Comment by heavyset_go
9 hours ago
Except you're doing nothing about that besides going "let's keep the town square terrible" and ensuring kids are 100% unprepared for the way the modern world communicates in the 21st century lol
9 hours ago
Except you're doing nothing about that besides going "let's keep the town square terrible" and ensuring kids are 100% unprepared for the way the modern world communicates in the 21st century lol
Exchanging messages with your contacts isn't really that hard that you really need to prepare for it.
Zealous parents are using this as an opportunity to take phones, computers and means of digital communication away. Hell, by law, you can't even use Discord without verifying your age lol
Imagine if they banned video games and texting 20 years ago because parents were convinced their kids were addicted to Halo and T9Word. They could always roll hoops in the street and send letters to each other with a little planning, too.
Which part is "keep the town square terrible"?
The part where social media goes completely unchanged except for banning some kids from communicating with their friends
Which just begs the question, how much can you really change social media? How much are you really in control of your feed? This is where the "pubic square" analogy breaks down. Besides, there are a lot of communication mediums/messaging apps that are not social media.

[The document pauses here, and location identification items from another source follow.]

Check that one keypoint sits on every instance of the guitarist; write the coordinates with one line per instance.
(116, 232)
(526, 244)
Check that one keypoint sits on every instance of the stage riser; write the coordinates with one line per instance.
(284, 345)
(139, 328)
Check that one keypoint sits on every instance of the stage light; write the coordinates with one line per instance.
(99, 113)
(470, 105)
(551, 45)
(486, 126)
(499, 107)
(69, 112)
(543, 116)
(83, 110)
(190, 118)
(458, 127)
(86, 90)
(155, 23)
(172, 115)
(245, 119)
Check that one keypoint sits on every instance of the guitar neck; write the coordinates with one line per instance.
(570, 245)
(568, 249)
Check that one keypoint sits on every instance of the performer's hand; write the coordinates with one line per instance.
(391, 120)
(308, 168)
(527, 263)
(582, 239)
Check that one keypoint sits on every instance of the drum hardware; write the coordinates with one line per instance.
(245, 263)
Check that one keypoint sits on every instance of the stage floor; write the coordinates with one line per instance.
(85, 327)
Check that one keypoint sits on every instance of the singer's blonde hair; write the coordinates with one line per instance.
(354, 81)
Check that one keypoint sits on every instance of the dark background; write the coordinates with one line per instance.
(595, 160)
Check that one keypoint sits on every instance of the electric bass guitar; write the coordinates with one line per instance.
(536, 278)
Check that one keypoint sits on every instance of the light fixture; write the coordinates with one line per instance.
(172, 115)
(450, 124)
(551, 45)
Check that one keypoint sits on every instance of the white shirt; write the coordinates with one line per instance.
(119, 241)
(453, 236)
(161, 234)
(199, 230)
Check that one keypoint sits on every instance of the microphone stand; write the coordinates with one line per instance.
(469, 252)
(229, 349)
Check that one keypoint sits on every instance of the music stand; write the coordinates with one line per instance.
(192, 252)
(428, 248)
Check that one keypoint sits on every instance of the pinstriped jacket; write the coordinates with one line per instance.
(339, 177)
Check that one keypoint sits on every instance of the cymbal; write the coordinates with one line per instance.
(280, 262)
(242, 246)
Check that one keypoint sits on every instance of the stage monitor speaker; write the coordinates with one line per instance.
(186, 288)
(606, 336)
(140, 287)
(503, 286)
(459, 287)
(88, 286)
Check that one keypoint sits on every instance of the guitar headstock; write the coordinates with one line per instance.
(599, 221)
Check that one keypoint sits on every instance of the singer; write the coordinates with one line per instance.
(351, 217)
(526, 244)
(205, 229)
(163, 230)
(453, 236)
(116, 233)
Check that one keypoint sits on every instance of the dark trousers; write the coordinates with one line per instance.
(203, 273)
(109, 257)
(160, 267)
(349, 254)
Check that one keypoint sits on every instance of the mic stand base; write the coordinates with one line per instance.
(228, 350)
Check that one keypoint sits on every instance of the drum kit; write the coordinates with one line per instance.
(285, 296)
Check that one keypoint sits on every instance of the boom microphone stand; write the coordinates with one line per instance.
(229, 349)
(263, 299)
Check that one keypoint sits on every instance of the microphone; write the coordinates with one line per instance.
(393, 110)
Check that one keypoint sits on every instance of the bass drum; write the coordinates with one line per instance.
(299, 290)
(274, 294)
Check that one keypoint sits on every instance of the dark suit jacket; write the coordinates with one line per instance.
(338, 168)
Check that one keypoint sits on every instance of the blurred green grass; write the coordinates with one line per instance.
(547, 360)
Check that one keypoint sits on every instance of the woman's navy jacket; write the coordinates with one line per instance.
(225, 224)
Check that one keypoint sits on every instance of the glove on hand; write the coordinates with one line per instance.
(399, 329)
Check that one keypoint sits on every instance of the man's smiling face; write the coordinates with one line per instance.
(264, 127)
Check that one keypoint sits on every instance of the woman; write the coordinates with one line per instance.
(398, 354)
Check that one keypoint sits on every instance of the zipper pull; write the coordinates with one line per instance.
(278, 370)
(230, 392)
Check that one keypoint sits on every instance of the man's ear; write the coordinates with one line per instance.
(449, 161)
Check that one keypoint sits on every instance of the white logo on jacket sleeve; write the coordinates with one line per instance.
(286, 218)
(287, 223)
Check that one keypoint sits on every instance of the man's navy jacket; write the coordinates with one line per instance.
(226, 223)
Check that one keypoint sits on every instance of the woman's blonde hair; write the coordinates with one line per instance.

Even back in the early 2010s I've been trying to consume social media mindfully. I made sure to follow pages with meaningful content (e.g., The Dalai Lama, The Long Now Foundation, Aeon Magazine, tech-related pages, SpaceX, Elon Musk, indie creators). I don't just add or follow blindly.
Back then I could justify why my selection was "good" but even then, they were drowned out by the tedium of vacations, new restaurants, felt-cute-might-delete-later selfies. Slop/engagement bait is quicker to produce than meaningful thought-provoking content.
I am also pretty sure Facebook's negative signals (unfollow, don't show me this type of content) did not work back then, at least not deterministically. If something I did not like had enough traction, it will still pop up in my feed.
And of course, goes without saying that a lot of my choices aged like milk. Elon Musk turned out to be, well, Elon Musk. Some of the tech pages started shilling out crypto (and nowadays doubtless AI). The indie creators either stopped posting or fell out of favor with the algorithm which meant exodus from the platform. All that goes on top of my pre-existing grievances against my feed recommendations.